In dieser Woche bin ich von Montag
bis Samstag jeweils dreimal mit kurzen spirituellen Beiträgen aus
dem Gefängnisalltag im Radio zu hören: 5.50 Uhr auf Radio Berlin
88.8; 6:45 Uhr auf Kulturradio; 9:12 Uhr auf Antenne Brandenburg.
Hier die (ungefähr so vorgetragene)
Textfassung von heute:
Manchmal komme ich mit meiner Arbeit
als Gefängnisseelsorger an die Sympathie-Grenze. Denn zu meiner
Aufgabe gehört es, Mitgefühl für Menschen aufzubringen, die
bisweilen Furchtbares getan haben. Das gelingt mir mal mehr, mal
weniger.
Vor einiger Zeit beispielsweise traf
ich einen Mann, der mir nach einer Reihe von Gesprächen eröffnet
hat, dass er wegen des sexuellen Missbrauchs von Minderjährigen in
Haft ist. Da er auf mich zuvor einen sehr freundlichen und
sympathischen Eindruck machte, war ich einigermaßen geschockt.
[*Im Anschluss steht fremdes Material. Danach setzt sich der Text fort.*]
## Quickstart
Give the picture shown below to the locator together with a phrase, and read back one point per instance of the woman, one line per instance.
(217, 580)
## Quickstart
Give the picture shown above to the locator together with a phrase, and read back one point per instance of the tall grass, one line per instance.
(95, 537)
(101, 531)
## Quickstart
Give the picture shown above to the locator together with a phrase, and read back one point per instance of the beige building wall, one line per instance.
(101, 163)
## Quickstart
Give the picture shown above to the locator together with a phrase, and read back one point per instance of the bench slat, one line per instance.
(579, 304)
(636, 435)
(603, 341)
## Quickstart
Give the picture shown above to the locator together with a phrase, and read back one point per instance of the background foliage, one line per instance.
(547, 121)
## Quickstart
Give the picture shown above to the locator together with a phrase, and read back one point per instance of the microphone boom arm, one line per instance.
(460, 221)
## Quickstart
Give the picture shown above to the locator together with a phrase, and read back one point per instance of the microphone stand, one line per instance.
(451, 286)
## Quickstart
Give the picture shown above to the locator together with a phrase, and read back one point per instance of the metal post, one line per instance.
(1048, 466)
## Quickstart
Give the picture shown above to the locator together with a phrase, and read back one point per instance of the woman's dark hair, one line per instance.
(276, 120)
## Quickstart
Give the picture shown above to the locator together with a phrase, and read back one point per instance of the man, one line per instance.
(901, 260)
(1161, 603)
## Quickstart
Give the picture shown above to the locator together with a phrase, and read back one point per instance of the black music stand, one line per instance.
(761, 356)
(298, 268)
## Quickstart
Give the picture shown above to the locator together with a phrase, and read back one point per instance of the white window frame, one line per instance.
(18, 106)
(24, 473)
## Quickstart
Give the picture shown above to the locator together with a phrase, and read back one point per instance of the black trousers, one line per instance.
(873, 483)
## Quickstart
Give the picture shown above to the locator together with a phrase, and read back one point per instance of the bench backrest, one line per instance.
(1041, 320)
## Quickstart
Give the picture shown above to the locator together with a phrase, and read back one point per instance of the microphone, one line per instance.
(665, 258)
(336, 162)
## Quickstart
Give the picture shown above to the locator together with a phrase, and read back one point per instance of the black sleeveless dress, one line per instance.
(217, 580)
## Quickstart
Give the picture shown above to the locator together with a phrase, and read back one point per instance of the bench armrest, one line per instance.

Mauer auf einer Seite. Sammlung Scharf-Gerstenberg, Charlottenburg, Berlin, 2015. |
Inzwischen haben wir uns länger
unterhalten und ich weiß, dass er extrem unter seinen Taten und
seiner Neigung leidet. Aber er kann sich, wie viele Süchtige, nicht
wirksam davon befreien.
In dieser Situation versuche ich ihn im
Gespräch zu unterstützen.
Ich kenne nur seine Perspektive auf die
Taten; seine Akten oder das Gerichtsurteil kenne ich nicht. Die Geschichte seiner
Opfer ist mir nicht bekannt. Dadurch sehe ich die Dinge in diesem
Fall und in vielen anderen Fällen mehr aus der Sicht des Täters als
aus irgendeiner anderen.
Und das ist ein moralisch abschüssiges
Terrain. Denn ich versuche, Mitgefühl für die Inhaftierten in ihrer
schwierigen Situation aufzubringen. Gleichzeitig finde ich ihre
Taten, besonders im Falle dieses Missbrauchstäters,
abscheulich. Das ist ein Zwiespalt, eine Gratwanderung.
Je länger ich diesen seelsorgerischen
Dienst ausübe, desto stärker wird in mir die Überzeugung, dass
jeder Mensch jemanden braucht, der auf seiner Seite steht. Selbst der
schlimmste Verbrecher. Und damit meine ich nicht nur einen bezahlten
Anwalt.
Ich meine damit jemanden, der mit ihm
geht, mit ihm fühlt, zu dem er gehen kann trotz all seiner
Verbrechen und Sünden. Jemanden, der auch kritisiert, der manchmal
den Kopf schüttelt, der aber nicht fortgeht.
Eltern sollten so sein. Leider höre
ich aber auch immer wieder davon, dass Eltern sich abgewandt haben
und keinen Kontakt mehr mit ihrem inhaftierten Sohn oder der Tochter
wollen. Zu oft sind sie enttäuscht und vor den Kopf gestoßen
worden. Wie verständlich ist da manche Abwendung!
Doch wer bleibt auf Seiten der
Verbrecher?
Genau dort zu stehen, das sehe das als
eine meiner wichtigsten Aufgaben als Seelsorger im Gefängnis.